Hem Suriye'de, hem Güneydoğu'nun zorlu coğrafyalarında, milletine devletine bağlı, canı pahasına görevini yapan tek tuttuğu taraf bu ülke olan asker evlatlarını da gördü.

Siz bu satırları okurken bu evlatlar, dünyada hiçbir pilotun inemediği arazilere yoğun ateşte iniyor, bu askerler kimsenin gitmeye cesaret edemediği tepelerde sessiz destanlar yazıyorlar.

Hiçbir şeyle ölçülemeyen bir görev aşkı ile hırçın kayalıklarda aylardır terörist peşindeler. Tıpkı diğer kahraman silah arkadaşları gibi.

Onların ne darbe gibi aşağılık işlerle, ne hainliklerle, ne de başka pislik hesaplarla işi oldu. Ne de Ankara'daki rütbe makam işleri ile.
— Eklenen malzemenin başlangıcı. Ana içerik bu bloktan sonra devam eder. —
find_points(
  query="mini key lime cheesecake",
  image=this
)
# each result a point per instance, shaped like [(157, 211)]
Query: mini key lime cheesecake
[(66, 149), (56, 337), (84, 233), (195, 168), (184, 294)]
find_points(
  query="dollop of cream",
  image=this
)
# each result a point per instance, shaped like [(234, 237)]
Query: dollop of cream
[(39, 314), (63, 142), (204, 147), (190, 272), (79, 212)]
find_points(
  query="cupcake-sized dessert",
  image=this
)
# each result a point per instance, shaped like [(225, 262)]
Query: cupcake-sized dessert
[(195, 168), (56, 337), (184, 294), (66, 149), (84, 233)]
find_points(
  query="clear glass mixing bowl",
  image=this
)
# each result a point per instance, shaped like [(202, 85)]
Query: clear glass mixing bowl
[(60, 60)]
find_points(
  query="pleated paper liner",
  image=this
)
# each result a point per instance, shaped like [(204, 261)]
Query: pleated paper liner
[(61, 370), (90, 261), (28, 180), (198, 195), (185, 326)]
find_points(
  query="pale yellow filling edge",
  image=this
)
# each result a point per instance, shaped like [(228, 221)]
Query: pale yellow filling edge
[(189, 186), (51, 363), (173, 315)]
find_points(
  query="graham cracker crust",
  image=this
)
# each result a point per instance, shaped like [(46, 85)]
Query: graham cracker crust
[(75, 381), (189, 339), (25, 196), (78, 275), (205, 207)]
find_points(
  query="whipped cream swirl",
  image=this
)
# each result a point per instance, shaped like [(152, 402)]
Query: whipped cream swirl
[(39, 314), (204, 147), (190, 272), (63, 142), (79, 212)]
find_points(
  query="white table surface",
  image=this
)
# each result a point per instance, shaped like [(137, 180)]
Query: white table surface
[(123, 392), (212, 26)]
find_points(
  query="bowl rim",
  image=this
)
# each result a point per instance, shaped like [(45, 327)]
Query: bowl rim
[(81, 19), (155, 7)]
Sadece milleti için görevlerini yaptılar. İşte bu kahramanlardan birisi bizim yazılarımızı görüp televizyonda söylediklerimizi dinledikten sonra 'Bizi en iyi siz anlarsınız' diyerek Güneydoğu'nun en ücra köşelerinden birinden, bir akrabası aracılılığı ile mektup göndermiş. Aslında, bana değil tüm millete, sizlere göndermiş. O nedenle asıl sahibine iletiyorum.

Okurken kalakaldım. Boğazım düğümlendi, gözlerim doldu. Neler düşündüklerini sizin de görmenizi istedim.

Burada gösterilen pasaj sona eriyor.